Mit Schreiben vom wurde die belangte Behörde gebeten, die vom Bescheid erfassten Einzelfreischeine dem Bundesfinanzgericht vorzulegen. Die belangte Behörde übermittelte die angeforderten Unterlagen am .

Mit Schreiben vom ersuchte das Bundesfinanzgericht die belangte Behörde, zu näher genannten Freischeinen die Gründe für die Abweichungen zwischen den dem Bescheid zugrunde gelegten Mengen an Mineralöl und den in den Rechnungen über den Bezug von Luftfahrtbetriebsstoff angegebenen Mengen darzulegen.

Mit Schreiben vom teilte die belangte Behörde mit, ein Lieferant von Mineralöl habe keine Aufzeichnungen über die Liter bei +15 °C geführt, weshalb bei der Vorschreibung nur die effektiven Liter zur Berechnung herangezogen werden konnten.

In der mündlichen Verhandlung am brachte die Beschwerdeführerin vor, für die Flugbewegungen habe es Endrechnungen an die jeweiligen Kunden gegeben. Zusätzlich habe es Gutschriften an die ***2*** und an die ***3*** gegeben. Da diese behaupteten Unterlagen dem Bundesfinanzgericht nicht (vollständig) vorlagen, wurde die mündliche Verhandlung zur Beibringung der Unterlagen vertagt.

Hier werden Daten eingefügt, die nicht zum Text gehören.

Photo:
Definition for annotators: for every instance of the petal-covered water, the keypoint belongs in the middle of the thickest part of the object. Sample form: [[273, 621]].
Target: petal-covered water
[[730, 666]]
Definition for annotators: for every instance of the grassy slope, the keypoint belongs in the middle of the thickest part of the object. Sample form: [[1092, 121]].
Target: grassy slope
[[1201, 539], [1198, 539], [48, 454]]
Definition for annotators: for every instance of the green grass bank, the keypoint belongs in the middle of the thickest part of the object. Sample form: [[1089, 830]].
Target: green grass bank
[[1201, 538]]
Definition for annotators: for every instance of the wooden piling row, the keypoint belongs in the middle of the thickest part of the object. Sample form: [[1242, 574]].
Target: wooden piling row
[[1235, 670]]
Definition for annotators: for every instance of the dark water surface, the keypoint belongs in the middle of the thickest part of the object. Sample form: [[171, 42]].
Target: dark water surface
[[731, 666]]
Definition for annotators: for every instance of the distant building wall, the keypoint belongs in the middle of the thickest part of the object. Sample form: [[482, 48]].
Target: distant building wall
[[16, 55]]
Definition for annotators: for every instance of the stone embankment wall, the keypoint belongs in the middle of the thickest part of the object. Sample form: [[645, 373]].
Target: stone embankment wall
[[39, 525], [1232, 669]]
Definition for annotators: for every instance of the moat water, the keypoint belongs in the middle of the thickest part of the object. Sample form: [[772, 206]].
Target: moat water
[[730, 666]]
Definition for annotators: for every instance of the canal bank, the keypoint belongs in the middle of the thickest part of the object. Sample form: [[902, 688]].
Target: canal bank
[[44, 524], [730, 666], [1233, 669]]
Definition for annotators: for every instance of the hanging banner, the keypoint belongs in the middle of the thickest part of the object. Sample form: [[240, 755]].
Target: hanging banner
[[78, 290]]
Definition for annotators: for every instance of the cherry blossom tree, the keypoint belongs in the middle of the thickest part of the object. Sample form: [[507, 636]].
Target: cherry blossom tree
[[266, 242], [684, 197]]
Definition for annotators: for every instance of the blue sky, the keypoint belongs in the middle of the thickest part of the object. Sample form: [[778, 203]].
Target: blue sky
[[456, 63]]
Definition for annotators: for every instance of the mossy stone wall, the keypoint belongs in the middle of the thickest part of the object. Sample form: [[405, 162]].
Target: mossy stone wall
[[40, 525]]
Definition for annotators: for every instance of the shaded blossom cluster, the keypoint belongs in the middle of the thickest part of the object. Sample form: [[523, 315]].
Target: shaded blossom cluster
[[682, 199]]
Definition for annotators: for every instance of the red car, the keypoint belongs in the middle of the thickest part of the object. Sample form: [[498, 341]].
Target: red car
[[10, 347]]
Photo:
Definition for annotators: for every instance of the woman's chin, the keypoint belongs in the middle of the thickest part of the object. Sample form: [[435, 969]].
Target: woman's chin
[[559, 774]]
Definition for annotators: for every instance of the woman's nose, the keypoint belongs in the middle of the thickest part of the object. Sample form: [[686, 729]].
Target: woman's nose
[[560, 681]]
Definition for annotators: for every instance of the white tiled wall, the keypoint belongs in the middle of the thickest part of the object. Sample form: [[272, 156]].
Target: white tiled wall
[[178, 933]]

Mit Schreiben des Bundesfinanzgerichtes vom wurde die Beschwerdeführerin aufgefordert, die genannten Unterlagen für den Nachweis der Verrechnung an die Kunden und für den Nachweis der genannten Gutschriften vorzulegen. Gleichzeitig wurde der Beschwerdeführerin aufgetragen, zu den Ausgangsrechnungen und zu den Gutschriften die korrespondierenden Buchhaltungsunterlagen zum Nachweis der tatsächlichen Zahlungen durch die Kunden und zum Nachweis der Gutschriften vorzulegen.

Mit Schreiben vom legte die Beschwerdeführerin für die von den verfahrensgegenständlichen Freischeinen umfassten Flugbewegungen die Gutschriften an die ***3*** vor; weitere Unterlagen wurden nicht vorgelegt.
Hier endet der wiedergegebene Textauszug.